From 68f4af7d2e7d0e5f44fccbda0872fa2f67967c4a Mon Sep 17 00:00:00 2001
From: Kerollmops <clement@meilisearch.com>
Date: Tue, 29 Sep 2020 15:10:08 +0200
Subject: [PATCH] Improve the display of the number of processed documents

---
 Cargo.lock         |  7 +++++++
 Cargo.toml         |  1 +
 src/bin/indexer.rs | 21 ++++++++++++++++-----
 3 files changed, 24 insertions(+), 5 deletions(-)
diff --git a/Cargo.lock b/Cargo.lock
index b7f33cd88..869eb47b4 100644
--- a/Cargo.lock
+++ b/Cargo.lock
@@ -712,6 +712,12 @@ version = "1.3.4"
 source = "registry+https://github.com/rust-lang/crates.io-index"
 checksum = "cd179ae861f0c2e53da70d892f5f3029f9594be0c41dc5269cd371691b1dc2f9"
 
+[[package]]
+name = "human_format"
+version = "1.0.3"
+source = "registry+https://github.com/rust-lang/crates.io-index"
+checksum = "86cce260d758a9aa3d7c4b99d55c815a540f8a37514ba6046ab6be402a157cb0"
+
 [[package]]
 name = "humansize"
 version = "1.1.0"
@@ -959,6 +965,7 @@ dependencies = [
  "fst",
  "fxhash",
  "heed",
+ "human_format",
  "itertools",
  "jemallocator",
  "levenshtein_automata",
diff --git a/Cargo.toml b/Cargo.toml
index 60777ee34..fb6231ba3 100644
--- a/Cargo.toml
+++ b/Cargo.toml
@@ -14,6 +14,7 @@ flate2 = "1.0.17"
 fst = "0.4.3"
 fxhash = "0.2.1"
 heed = { version = "0.8.1", default-features = false, features = ["lmdb"] }
+human_format = "1.0.3"
 jemallocator = "0.3.2"
 levenshtein_automata = { version = "0.2.0", features = ["fst_automaton"] }
 linked-hash-map = "0.5.3"
diff --git a/src/bin/indexer.rs b/src/bin/indexer.rs
index c8c15fd9d..688d9f40b 100644
--- a/src/bin/indexer.rs
+++ b/src/bin/indexer.rs
@@ -26,7 +26,6 @@ use milli::tokenizer::{simple_tokenizer, only_token};
 use milli::{SmallVec32, Index, Position, DocumentId, BEU32};
 
 const LMDB_MAX_KEY_LENGTH: usize = 511;
-const ONE_MILLION: usize = 1_000_000;
 
 const MAX_POSITION: usize = 1000;
 const MAX_ATTRIBUTES: usize = u32::max_value() as usize / MAX_POSITION;
@@ -81,6 +80,11 @@ struct Opt {
 
 #[derive(Debug, StructOpt)]
 struct IndexerOpt {
+    /// The amount of documents to skip before printing
+    /// a log regarding the indexing advancement.

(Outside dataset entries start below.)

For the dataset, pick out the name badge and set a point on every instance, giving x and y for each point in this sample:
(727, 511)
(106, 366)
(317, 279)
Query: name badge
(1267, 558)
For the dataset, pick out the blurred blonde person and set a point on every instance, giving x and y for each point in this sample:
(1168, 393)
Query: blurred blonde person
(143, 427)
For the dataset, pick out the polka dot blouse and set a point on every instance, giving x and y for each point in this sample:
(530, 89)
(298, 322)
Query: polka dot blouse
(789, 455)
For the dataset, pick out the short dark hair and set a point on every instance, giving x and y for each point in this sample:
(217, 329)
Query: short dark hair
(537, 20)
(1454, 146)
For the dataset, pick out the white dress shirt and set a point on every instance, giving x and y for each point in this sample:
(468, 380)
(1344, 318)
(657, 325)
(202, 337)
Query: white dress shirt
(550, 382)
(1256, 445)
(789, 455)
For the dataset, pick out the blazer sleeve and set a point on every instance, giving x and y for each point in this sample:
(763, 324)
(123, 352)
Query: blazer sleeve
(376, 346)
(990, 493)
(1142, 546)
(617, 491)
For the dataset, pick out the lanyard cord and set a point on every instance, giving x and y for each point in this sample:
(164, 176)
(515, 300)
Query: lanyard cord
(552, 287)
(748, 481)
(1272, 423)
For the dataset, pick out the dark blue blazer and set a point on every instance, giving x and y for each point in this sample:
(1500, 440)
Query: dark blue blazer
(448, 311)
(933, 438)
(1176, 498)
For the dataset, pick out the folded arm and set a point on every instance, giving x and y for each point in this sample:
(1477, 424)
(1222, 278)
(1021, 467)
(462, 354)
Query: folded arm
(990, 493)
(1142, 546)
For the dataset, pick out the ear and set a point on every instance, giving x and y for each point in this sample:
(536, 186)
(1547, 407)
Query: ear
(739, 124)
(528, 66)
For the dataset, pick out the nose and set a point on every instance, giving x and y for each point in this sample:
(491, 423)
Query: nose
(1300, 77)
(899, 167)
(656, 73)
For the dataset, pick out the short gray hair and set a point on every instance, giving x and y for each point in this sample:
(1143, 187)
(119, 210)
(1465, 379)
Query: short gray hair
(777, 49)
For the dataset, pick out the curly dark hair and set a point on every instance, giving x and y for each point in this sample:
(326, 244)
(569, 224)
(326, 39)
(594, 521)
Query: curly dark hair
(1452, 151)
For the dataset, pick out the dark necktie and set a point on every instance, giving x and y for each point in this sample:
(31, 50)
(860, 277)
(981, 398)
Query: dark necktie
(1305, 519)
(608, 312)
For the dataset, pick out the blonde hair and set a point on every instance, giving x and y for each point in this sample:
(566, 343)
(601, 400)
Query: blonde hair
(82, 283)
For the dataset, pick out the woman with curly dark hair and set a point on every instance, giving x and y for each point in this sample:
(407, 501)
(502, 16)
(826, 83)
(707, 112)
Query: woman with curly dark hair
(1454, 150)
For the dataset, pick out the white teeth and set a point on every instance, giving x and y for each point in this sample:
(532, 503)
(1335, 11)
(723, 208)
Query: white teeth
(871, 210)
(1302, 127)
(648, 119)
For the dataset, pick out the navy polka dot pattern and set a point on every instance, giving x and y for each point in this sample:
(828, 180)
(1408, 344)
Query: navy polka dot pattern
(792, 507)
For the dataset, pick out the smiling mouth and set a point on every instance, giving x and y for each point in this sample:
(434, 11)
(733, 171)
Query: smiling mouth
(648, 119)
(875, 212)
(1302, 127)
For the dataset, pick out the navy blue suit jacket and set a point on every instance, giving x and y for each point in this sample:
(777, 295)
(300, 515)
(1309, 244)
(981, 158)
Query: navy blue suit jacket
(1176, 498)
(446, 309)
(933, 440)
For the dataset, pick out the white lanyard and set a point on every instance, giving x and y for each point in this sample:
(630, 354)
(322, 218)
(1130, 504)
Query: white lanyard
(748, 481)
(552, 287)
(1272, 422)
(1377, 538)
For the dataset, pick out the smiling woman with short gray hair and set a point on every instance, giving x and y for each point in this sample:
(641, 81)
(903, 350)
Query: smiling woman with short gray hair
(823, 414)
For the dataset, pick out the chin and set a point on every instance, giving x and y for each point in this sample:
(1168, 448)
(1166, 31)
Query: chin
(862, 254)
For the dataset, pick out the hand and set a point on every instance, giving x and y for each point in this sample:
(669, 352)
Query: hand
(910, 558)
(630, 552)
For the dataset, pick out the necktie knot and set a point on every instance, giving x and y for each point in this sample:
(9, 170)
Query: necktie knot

+    #[structopt(long, default_value = "1000000")] // 1m
+    log_every_n: usize,
+
     /// MTBL max number of chunks in bytes.
     #[structopt(long)]
     max_nb_chunks: Option<usize>,
@@ -117,6 +121,10 @@ fn compression_type_from_str(name: &str) -> CompressionType {
     }
 }
 
+fn format_count(n: usize) -> String {
+    human_format::Formatter::new().with_decimals(1).with_separator("").format(n as f64)
+}
+
 fn lmdb_key_valid_size(key: &[u8]) -> bool {
     !key.is_empty() && key.len() <= LMDB_MAX_KEY_LENGTH
 }
@@ -403,6 +411,7 @@ impl Store {
         mut rdr: csv::Reader<Box<dyn Read + Send>>,
         thread_index: usize,
         num_threads: usize,
+        log_every_n: usize,
     ) -> anyhow::Result<(Reader<Mmap>, Reader<Mmap>)>
     {
         debug!("{:?}: Indexing in a Store...", thread_index);
@@ -419,9 +428,10 @@ impl Store {
         while rdr.read_record(&mut document)? {
             // We skip documents that must not be indexed by this thread.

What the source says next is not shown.